On the upside, Helix Technology (HELX) rode recent strength in the chip-equipment industry, firming 7/8 to 21-3/4 after reporting a break-even fourth quarter. Wall Street had expected a loss.
"1998 market conditions were the worst the global semiconductor capital equipment industry has ever seen," said Helix President Robert J. Lepofsky. "Since bottoming in the third quarter of last year, order booking rates have continued to rise. Order trends in the first quarter are quite strong."
The news led both Adams Harkness and Needham & Co. to up their investment ratings on Helix stock.
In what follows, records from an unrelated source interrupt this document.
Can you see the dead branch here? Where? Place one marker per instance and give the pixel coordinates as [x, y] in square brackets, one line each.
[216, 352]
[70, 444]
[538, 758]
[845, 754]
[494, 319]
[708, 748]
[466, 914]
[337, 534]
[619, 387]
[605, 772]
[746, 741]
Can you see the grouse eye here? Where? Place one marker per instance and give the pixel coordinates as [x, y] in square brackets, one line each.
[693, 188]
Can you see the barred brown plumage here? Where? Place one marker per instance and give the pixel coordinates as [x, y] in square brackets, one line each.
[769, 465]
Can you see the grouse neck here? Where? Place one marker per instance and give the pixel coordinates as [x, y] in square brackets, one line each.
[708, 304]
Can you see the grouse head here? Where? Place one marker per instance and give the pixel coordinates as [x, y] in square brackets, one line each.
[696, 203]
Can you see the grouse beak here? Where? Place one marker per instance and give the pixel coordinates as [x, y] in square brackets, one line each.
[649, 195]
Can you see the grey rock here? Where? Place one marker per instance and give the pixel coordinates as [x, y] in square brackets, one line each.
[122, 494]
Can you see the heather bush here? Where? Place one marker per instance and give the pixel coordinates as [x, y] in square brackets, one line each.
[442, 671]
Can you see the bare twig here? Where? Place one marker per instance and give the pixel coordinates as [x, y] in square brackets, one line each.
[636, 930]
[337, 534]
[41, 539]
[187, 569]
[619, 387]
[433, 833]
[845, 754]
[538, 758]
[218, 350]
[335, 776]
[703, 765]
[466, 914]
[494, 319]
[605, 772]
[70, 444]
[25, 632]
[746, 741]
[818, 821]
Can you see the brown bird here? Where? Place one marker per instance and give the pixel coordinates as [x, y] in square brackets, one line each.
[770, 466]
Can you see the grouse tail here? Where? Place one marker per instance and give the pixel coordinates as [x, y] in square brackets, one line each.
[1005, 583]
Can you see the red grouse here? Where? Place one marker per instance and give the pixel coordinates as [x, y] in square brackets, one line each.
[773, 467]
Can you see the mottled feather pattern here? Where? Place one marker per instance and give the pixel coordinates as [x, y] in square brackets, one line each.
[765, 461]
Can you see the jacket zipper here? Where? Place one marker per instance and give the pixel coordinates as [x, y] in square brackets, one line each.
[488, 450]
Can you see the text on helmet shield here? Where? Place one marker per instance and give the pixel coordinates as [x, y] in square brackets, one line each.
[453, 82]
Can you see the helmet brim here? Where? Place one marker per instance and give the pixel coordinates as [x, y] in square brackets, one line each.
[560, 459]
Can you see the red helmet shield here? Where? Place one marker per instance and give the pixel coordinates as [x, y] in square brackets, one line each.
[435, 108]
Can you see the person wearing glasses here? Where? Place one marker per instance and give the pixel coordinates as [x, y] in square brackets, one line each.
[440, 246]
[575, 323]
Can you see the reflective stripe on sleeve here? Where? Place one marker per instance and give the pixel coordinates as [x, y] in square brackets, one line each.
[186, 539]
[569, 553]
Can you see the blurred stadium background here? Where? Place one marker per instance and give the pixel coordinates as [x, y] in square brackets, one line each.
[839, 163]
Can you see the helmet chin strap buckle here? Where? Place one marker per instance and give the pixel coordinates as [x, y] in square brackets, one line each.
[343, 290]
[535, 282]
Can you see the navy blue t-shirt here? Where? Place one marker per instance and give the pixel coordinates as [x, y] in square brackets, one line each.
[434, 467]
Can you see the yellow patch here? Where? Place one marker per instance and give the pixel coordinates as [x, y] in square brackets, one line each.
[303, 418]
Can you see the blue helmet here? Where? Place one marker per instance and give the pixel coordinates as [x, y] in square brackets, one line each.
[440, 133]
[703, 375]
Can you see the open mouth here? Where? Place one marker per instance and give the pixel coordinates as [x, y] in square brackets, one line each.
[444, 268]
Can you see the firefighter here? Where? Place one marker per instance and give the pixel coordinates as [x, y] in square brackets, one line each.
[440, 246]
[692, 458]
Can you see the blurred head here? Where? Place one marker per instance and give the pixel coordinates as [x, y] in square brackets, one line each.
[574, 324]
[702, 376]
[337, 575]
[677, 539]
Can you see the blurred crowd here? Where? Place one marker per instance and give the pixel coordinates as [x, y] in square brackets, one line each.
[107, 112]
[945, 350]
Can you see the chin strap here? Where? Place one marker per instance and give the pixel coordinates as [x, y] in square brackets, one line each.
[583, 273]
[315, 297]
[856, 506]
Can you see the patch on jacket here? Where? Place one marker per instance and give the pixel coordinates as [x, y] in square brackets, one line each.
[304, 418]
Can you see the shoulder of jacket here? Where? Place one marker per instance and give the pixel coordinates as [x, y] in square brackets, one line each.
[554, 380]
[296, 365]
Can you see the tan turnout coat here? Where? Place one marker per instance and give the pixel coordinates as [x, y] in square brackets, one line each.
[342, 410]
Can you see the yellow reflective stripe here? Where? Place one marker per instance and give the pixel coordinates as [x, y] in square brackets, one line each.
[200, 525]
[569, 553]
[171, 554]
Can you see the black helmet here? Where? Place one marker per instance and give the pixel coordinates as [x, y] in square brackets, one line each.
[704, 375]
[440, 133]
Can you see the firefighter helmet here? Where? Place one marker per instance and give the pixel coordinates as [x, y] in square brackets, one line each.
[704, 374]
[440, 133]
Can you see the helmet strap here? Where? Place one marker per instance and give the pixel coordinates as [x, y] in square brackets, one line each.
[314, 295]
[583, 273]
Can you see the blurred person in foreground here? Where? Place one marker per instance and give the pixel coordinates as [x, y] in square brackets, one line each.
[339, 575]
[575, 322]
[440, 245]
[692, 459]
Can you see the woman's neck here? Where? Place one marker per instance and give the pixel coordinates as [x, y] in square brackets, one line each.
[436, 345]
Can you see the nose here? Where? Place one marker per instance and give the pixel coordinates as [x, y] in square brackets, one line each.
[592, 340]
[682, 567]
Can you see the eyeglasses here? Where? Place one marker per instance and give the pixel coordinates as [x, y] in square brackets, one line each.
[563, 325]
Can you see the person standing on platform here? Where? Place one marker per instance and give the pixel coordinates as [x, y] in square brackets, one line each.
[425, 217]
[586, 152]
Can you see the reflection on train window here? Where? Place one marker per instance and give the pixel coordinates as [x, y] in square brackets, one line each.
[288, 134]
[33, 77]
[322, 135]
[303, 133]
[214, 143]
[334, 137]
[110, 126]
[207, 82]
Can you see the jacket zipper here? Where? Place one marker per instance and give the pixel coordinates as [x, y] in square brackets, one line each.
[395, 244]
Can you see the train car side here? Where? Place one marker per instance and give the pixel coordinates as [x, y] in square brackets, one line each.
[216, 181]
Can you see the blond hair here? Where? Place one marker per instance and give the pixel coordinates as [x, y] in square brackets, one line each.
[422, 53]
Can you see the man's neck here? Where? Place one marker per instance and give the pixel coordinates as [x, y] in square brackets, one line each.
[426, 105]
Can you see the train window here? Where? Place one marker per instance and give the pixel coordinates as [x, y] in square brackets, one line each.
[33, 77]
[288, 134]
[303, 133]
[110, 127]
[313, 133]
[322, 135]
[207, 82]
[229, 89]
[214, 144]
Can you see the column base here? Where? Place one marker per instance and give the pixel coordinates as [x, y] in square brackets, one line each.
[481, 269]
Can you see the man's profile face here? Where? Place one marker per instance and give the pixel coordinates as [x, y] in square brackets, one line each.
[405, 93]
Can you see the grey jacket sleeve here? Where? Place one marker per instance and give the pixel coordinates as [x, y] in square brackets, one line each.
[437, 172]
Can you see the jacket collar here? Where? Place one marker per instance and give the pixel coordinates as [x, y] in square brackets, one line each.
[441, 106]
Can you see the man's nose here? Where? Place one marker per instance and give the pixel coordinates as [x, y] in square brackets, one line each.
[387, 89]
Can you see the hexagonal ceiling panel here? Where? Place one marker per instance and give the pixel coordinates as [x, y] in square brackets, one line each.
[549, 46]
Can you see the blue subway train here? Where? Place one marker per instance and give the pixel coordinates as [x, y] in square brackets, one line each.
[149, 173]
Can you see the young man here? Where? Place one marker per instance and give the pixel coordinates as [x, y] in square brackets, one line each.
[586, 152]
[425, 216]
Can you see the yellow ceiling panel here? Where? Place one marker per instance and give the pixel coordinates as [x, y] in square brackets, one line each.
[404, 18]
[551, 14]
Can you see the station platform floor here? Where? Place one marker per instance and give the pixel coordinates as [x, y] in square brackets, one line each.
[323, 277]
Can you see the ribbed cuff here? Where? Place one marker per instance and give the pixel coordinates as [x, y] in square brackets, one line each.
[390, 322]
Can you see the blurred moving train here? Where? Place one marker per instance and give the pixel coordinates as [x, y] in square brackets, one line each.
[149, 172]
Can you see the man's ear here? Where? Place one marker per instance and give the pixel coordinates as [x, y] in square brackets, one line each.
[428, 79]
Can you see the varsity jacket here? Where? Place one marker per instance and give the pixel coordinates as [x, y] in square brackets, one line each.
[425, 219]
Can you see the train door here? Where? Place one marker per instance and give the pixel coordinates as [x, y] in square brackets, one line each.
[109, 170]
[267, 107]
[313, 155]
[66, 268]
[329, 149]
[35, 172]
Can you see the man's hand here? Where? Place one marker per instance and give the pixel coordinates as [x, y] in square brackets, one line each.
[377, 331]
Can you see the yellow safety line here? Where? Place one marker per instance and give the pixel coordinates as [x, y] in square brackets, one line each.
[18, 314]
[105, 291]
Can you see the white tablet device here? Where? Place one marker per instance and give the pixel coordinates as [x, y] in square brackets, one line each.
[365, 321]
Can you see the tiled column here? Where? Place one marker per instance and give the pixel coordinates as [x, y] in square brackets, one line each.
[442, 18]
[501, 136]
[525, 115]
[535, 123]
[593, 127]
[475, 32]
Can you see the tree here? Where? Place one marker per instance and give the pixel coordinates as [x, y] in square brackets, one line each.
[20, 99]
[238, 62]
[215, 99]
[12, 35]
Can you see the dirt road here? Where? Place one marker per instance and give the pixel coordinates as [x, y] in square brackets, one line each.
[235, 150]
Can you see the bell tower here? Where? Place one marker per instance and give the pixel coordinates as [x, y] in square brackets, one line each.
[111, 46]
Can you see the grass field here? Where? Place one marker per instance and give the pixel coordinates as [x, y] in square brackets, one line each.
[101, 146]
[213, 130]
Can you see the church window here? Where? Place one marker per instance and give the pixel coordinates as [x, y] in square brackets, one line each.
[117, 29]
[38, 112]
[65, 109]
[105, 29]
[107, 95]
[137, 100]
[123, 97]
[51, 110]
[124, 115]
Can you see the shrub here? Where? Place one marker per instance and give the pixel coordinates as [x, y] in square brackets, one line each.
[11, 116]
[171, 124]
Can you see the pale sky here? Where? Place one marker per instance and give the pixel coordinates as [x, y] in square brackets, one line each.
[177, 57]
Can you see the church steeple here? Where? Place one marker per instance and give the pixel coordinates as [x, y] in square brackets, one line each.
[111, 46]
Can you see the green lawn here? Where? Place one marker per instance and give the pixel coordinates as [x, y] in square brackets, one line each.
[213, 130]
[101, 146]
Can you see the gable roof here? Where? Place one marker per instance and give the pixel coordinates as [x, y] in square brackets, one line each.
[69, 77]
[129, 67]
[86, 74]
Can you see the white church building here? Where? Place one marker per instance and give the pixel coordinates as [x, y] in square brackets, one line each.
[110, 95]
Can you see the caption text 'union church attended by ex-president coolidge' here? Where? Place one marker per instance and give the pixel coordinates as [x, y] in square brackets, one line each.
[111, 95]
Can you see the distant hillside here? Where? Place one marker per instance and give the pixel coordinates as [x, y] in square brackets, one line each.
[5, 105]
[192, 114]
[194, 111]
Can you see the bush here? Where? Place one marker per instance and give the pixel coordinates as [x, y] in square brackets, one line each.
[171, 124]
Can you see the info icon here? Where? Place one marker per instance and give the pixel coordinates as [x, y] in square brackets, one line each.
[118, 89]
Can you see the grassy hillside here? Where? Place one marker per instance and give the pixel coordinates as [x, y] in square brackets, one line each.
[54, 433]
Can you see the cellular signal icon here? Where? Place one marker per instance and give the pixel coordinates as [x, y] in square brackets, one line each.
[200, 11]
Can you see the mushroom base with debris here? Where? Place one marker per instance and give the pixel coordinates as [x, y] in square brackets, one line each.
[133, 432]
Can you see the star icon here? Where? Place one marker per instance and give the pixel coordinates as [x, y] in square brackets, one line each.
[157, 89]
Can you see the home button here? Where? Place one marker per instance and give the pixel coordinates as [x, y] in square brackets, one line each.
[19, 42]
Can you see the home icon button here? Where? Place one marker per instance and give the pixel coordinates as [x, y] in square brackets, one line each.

Financial news provider Individual Investor Group (INDI) climbed 2-7/32 to 8-13/32 after a Web tie-in with portal giant Yahoo! (YHOO) went online.
"Rumors of the companies' relationship were already circulating, but now it looks like INDI will get more hits," said Barry King, analyst at Southwest Research Partners.
"Hits" are a primary gauge of a Web site's popularity, operating much like viewer ratings in broadcast media.
Another barrage of IPOs
Friday also saw the birth of several new stocks, with most reporting strong progress in their opening day.
Onyx Software (ONXS), which produces automation software, celebrated in its first day of public trading, surging 8-1/2 to 21-1/2 from its opening mark of 13.
A later start caused Serena Software (SRNA) to lag behind, climbing only 2-7/8 to 15-7/8 from the same starting price of $13.
The hint of Internet connections helped e-commerce software maker Bottomline Technologies rise 6-3/4 to 19-3/4, again from an offering price of $13.
However, some recent IPOs found their sophomore day of public trading more bittersweet.
Although the Internet's Prodigy (PRGY) built up speed, climbing 6-1/8 to 34-1/4, staffing firm Korn/Ferry International (KFY) deepened its retreat, sinking 1-3/8 to 11-5/8. Korn/Ferry had priced at $14 Thursday.